(pre v0.5.0‐alpha update) Quick‐Start Guide for Drawbridge and Emissary ‐ Minecraft Server
🎥 View the tutorial video here:
How to use Drawbridge and Emissary to protect your self-hosted applications in 5 minutes or less 🔒
— Dawson Hensel (@dawsohen) March 18, 2024
This was recorded using Drawbridge v0.4.2-alpha and Emissary v0.2.2-alpha. pic.twitter.com/xK3jLrsWz8
Drawbridge reverse proxy and the Emissary client are designed to simplify serving networked applications, securely, across networks. In practice, Drawbridge sits in front of your self-hosted networked application, and only allows authorized Emissary clients to access protected services.
For this tutorial, we will have a Minecraft server be our networked application we want to protect.
I am running the Minecraft Server on a computer on my network, with an IP of 192.168.1.2 on port 25565. My router's public IP is 50.146.228.20, which we will need to give to people later to connect to Drawbridge.

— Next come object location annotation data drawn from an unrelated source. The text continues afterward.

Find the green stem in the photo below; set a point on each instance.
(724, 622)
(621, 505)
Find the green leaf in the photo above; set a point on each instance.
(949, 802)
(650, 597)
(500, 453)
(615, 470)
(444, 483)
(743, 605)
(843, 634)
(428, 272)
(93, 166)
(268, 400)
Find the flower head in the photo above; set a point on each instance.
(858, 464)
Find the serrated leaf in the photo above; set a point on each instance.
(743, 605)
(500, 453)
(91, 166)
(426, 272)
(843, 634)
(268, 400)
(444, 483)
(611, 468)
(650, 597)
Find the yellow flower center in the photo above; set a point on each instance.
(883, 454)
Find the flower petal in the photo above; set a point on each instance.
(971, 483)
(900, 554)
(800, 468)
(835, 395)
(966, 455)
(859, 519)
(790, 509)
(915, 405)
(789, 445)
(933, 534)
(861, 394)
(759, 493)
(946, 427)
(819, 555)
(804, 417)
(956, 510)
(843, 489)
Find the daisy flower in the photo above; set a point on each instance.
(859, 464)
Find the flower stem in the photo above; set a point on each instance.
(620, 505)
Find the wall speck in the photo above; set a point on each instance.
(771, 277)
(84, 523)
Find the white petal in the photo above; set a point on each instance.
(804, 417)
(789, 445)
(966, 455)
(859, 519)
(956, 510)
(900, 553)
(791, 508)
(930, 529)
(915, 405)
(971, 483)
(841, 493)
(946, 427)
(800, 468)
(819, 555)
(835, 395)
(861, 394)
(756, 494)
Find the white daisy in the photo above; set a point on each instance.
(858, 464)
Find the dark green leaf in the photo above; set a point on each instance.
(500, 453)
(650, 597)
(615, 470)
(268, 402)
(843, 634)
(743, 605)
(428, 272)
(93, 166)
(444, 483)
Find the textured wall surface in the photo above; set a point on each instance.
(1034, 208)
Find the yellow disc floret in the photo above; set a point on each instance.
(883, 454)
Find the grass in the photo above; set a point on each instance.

I download the latest version of Drawbridge and install it on the same machine as my Minecraft server. When I run Drawbridge, it tries to open my default browser to access the admin page if I am on a Windows machine. Note that by default the Drawbridge admin panel is only accessible from the machine it is installed on.
Since this is my first time using the Drawbridge Dashboard, a prompt will appear, asking for the server IP or domain name that an Emissary client will use to connect from another network. I'm going to set my IP to 0.0.0.0 so Drawbridge can listen on all interfaces. I don't want to set up a hostname and DNS records, but a hostname is also valid here.
A Protected Service is a server that you want to allow Drawbridge to expose to Emissary clients via a proxy. Creating a Protected Service in Drawbridge tells Drawbridge where to route an Emissary client's traffic. In this case, we want to expose a Minecraft server to our Emissary clients.
I now need to tell Drawbridge about my Minecraft Server so it can route our Emissary clients to it. Under the Protect new Service section, I'll Name my service "My Minecraft Server", enter 127.0.0.1 for the IP, and enter 25565 for the port. If you are running your Minecraft server on a different machine, you should enter that IP here instead of 127.0.0.1.
I click Submit, and we now can see our service in the Protected Services section of the dashboard!
Now, we need to generate some files Emissary will need to securely talk to Drawbridge. Click the Generate button next to the Generate Certificates and Key for an Emissary client section. If it works, you should see a message saying Successfully saved Emissary Certificates and Key to "emissary_certs_and_key_here" to local filesystem. Keep this in mind as we will need the files saved to this folder later.
Now, go into your router settings page and forward the port 3100, and make sure to set the protocol to TCP. This is so Emissary can talk to Drawbridge later.
Drawbridge should now be successfully configured! Now Drawbridge knows where to send traffic when an Emissary client connects to it!
Next, we will connect to our Minecraft server using Emissary.
Now, I want to have my friend Matthew join my Minecraft server. He can't connect to the Minecraft server directly, since we have configured it to go through Drawbridge.
Matthew downloads the latest version of Emissary and runs it on his machine. On its first run, it says that the Drawbridge admin needs to send him a key and some certificate files as pictured below:
If you remember the Drawbridge Continued: Generate mTLS Keys step we did earlier, we will send those mTLS files to Matthew now.
Matthew takes the ca.crt, emissary-mtls-tcp.crt, and emissary-mtls-tcp.key files and places them in the "put_certificates_and_key_from_drawbridge_here" folder that Emissary created.
Now, when he launches Emissary he is greeted with a prompt to connect to the Drawbridge server! This is the IP or hostname we used earlier when we first visited the Drawbridge page. This IP or hostname is also shown in the header of the Drawbridge Dashboard, in case you forgot.
Once Matthew enters the Drawbridge IP, our router's public ip from earlier (50.146.228.20) and port and connects, he can see our Minecraft Protected Service is available on his machine now at localhost:3200!
Now, Matthew launches Minecraft and enters the address for the Minecraft Server address and port as it was listed in Emissary:
Congratulations! If you made it this far, you hopefully are able to access your Drawbridge Protected Service from an authorized Emissary client!